- There’s a lot of “sound and fury” in the social science literature about units of analysis and levels of explanation. Some social researchers may call another a reductionist if the latter explains a problem such as substance abuse as caused by “lack of self-control.” The idea is that the behavior requires consideration of social structure—a group level of analysis rather than an individual level of analysis. Another researcher may be said to commit an ecological fallacy if she assumes that group-level characteristics explain behavior at the individual level (such as saying that “immigrants are more likely to commit crime” because the neighborhoods with higher proportions of immigrants have higher crime rates). Do you favor causal explanations at the individual or the group (or social structural) level? If you were forced to mark on a scale from 0 to 100 the percentage of crime that results from problems with individuals rather than from problems with the settings in which they live, where would you make your mark? Explain your decision.
- Researchers often try to figure out how people have changed over time by conducting a cross-sectional survey of people of different ages. The idea is that if people who are in their 60s tend to be happier than people who are in their 20s, it is because people tend to “become happier” as they age. But maybe people who are in their 60s now were just as happy when they were in their 20s, and people in their 20s now will be just as unhappy when they are in their 60s. (That’s called a cohort effect.) We can’t be sure unless we conduct a panel or cohort study (survey the same people at different ages). What, in your experience, are the major differences between the generations today in social attitudes and behaviors? Which would you attribute to changes as people age, and which to differences between cohorts in what they have experienced (such as common orientations among baby boomers)? Explain your reasoning.

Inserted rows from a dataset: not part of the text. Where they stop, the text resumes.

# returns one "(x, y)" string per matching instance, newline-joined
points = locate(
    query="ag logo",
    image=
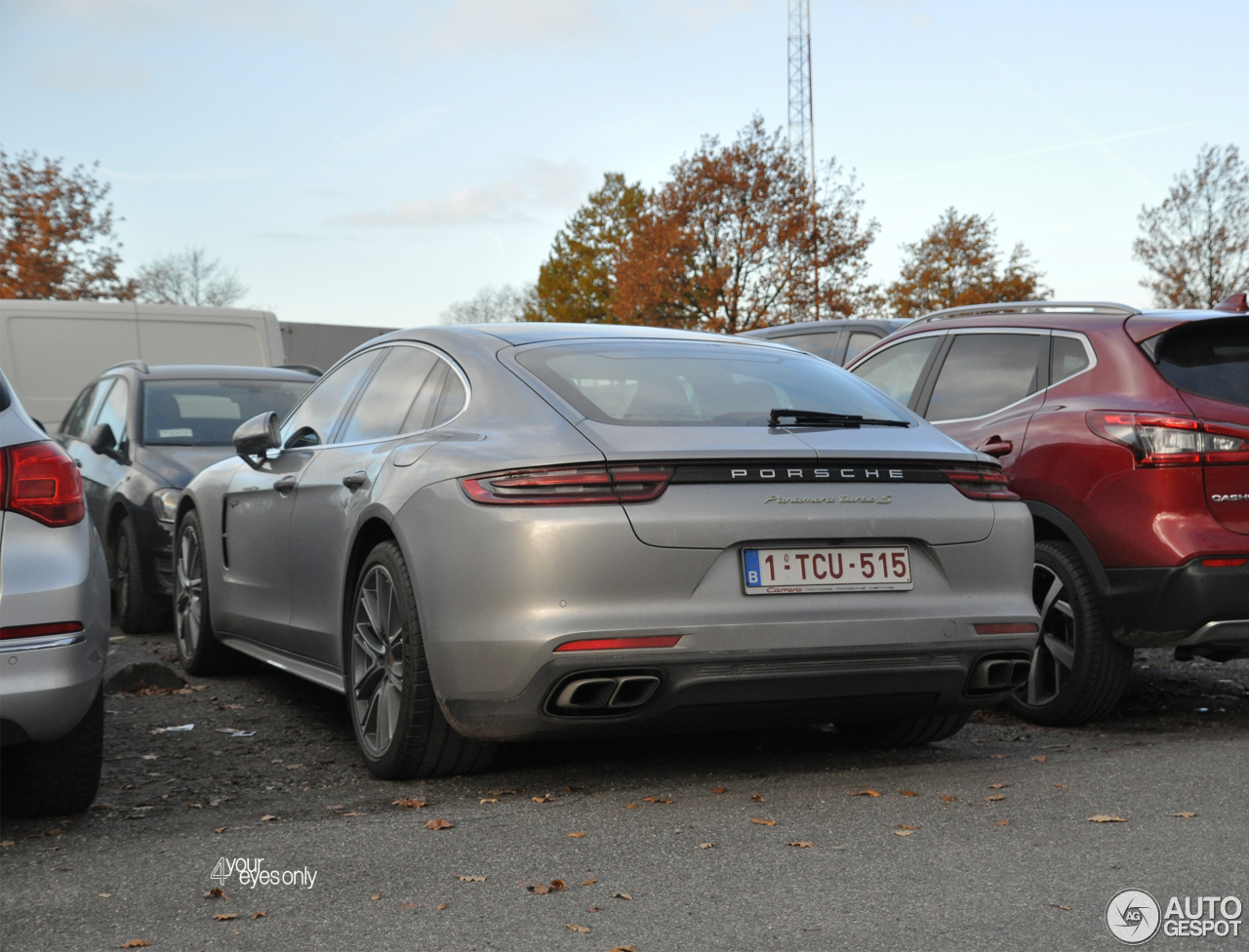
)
(1133, 916)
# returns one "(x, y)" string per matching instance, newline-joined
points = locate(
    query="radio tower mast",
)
(802, 135)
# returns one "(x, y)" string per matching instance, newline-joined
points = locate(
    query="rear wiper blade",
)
(816, 417)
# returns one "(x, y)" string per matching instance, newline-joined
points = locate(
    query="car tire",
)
(58, 777)
(904, 731)
(1078, 671)
(197, 648)
(397, 722)
(138, 614)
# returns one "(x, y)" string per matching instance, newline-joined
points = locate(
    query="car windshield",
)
(206, 413)
(696, 383)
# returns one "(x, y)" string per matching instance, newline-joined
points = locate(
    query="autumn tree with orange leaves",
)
(55, 230)
(736, 240)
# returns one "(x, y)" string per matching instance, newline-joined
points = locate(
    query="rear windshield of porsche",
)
(1208, 357)
(661, 382)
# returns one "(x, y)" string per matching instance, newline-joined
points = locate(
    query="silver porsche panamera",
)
(520, 531)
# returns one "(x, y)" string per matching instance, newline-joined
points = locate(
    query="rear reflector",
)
(31, 631)
(1022, 627)
(569, 485)
(981, 484)
(661, 641)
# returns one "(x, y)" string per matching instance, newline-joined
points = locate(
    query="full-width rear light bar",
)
(569, 485)
(1173, 440)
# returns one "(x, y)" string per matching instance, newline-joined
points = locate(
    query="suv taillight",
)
(569, 485)
(1173, 440)
(978, 484)
(41, 481)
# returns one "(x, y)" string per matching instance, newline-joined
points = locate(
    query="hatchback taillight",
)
(569, 485)
(978, 484)
(1173, 440)
(40, 480)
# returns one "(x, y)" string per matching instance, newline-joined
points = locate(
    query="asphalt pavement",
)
(782, 840)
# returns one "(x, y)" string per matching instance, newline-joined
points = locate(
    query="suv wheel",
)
(58, 777)
(137, 613)
(398, 725)
(1078, 671)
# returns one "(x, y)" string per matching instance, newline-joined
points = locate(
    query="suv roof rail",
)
(141, 365)
(1030, 307)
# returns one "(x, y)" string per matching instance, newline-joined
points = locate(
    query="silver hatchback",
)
(518, 531)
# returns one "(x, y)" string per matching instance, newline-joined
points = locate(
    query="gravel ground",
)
(294, 792)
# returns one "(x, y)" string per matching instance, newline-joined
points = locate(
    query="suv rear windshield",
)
(697, 383)
(206, 413)
(1208, 357)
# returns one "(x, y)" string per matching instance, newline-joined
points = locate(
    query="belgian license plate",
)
(860, 569)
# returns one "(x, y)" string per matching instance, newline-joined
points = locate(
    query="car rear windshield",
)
(1208, 357)
(697, 383)
(206, 413)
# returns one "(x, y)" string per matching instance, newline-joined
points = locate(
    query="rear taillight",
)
(1173, 440)
(978, 484)
(569, 485)
(40, 480)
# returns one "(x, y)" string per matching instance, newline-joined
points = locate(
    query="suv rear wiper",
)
(816, 417)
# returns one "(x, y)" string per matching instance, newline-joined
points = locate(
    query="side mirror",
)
(101, 439)
(258, 435)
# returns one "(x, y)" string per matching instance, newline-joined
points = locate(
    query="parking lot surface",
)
(734, 841)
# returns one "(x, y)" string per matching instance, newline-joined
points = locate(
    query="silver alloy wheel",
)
(188, 600)
(378, 661)
(1054, 656)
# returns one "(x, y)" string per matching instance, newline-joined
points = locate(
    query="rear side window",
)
(696, 383)
(1209, 359)
(898, 369)
(985, 373)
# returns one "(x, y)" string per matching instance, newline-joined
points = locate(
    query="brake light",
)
(1173, 440)
(569, 485)
(651, 641)
(40, 480)
(981, 484)
(30, 631)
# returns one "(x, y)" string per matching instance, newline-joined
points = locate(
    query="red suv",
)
(1127, 434)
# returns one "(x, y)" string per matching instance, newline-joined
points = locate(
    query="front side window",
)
(898, 369)
(206, 413)
(985, 373)
(320, 412)
(695, 383)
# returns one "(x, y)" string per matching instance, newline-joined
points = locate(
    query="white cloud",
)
(538, 183)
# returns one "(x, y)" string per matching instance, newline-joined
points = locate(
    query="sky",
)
(373, 163)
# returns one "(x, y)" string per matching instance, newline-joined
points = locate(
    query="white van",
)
(50, 350)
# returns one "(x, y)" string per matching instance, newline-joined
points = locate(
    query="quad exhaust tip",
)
(999, 675)
(605, 694)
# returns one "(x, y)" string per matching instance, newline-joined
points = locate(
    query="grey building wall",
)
(322, 343)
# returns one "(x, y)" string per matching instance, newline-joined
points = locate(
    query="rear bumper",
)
(745, 690)
(1174, 606)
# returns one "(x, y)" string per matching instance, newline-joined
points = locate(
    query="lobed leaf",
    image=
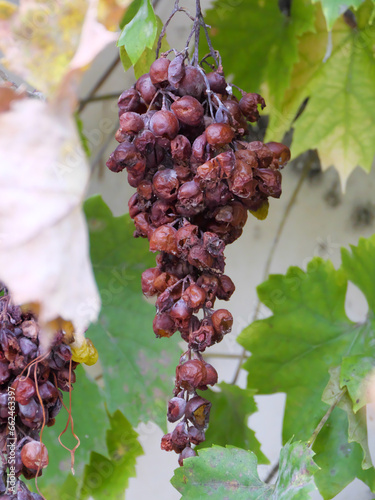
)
(308, 334)
(231, 473)
(140, 32)
(334, 8)
(230, 412)
(109, 477)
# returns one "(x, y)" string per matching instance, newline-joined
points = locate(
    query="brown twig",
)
(293, 198)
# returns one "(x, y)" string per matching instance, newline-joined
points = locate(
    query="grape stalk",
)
(183, 141)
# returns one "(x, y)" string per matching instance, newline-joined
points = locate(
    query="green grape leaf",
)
(359, 266)
(334, 8)
(357, 431)
(254, 37)
(231, 473)
(309, 333)
(140, 32)
(148, 57)
(130, 12)
(339, 461)
(230, 412)
(108, 477)
(90, 423)
(336, 74)
(138, 369)
(355, 371)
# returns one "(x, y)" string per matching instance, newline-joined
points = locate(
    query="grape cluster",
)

- The chapter begins with some alternative explanations for recent changes in the crime rate. Which of the explanations make the most sense to you? Why? How could you learn more about the effect on crime of one of the “causes” you have identified in a laboratory experiment? What type of study could you conduct in the community to assess its causal impact?
- This chapter discusses both experimental and nonexperimental approaches to identifying causes. What are the advantages and disadvantages of both approaches for addressing each of the three criteria and two cautions identified for causal explanations?
Construct an idiographic causal explanation for a recent historical or personal event. For example, what was the sequence of events that led to the outcome of the 2016 U.S. presidential election? What was the sequence of events that led to the replacement of Travis Kalanick as the CEO of Uber? (I know, you thought this would be easy.)